The policewoman repeatedly pressed the intercom button outside the gate.  No one answered.  Undaunted, we crept around the periphery of the grounds, an odd pair of sleuths: one in uniform, the other in a pink terry bathrobe and furry, now soggy, slippers.  We followed the vine-tangled fence until we found a spot where we could peer into the yard.  No one was there, but music was blasting from high speakers placed in various locations on the property.

“Do you know who lives here?” she asked me.  No, I didn’t.  But, like other hidden estates in Coconut Grove, there were rumors about its inhabitants.  This particular manor supposedly was owned by Europeans who only lived in Miami part of the year, leaving its maintenance to caretakers. Perhaps these caretakers liked music.  At 3 a.m.

There was nothing we could do.  She drove me home and suggested that I leave a note at  the estate asking that they refrain from playing music late at night.  I thanked her for discovering the source of the serenade, for confirming that I wasn’t just hearing things.  I almost confessed that what sent me over the edge, what made me call her in the first place, was hearing what once was our song.  Instead, I blurted, “I’m alone now.  I didn’t know what to do.”  What I was most grateful for was her understanding.

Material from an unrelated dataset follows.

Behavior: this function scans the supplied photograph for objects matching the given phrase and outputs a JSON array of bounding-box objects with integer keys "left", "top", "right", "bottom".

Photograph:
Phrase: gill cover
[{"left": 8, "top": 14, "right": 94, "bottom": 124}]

As she drove away, her patrol car a white ghost that disappeared in the predawn mist, I felt strangely let down.  In a way, I had almost hoped that the music would remain a mystery.  Unlike the magical moment of mystical flight, where anything seemed possible, the mundane reality of music from loudspeakers had erased the possibility of wonder.

I wanted that wonder back again, the time of illusion when the flash of flying objects overhead could be shared as a common dream, before disenchantment set in and life became a series of disappointments.  When I fell in love, I truly believed it would be forever.

Back in my house again, I went up to the deck and listened for a while, sprawled out on the lounge chair, looking up at stars that faded like twinkle lights from the Dollar Store as the sun began to rise.  The music finally ended, replaced by the wake-up calls of birds, one to the other.  Still, I waited.

Hoping that the golden fleet of mysterious somethings would return.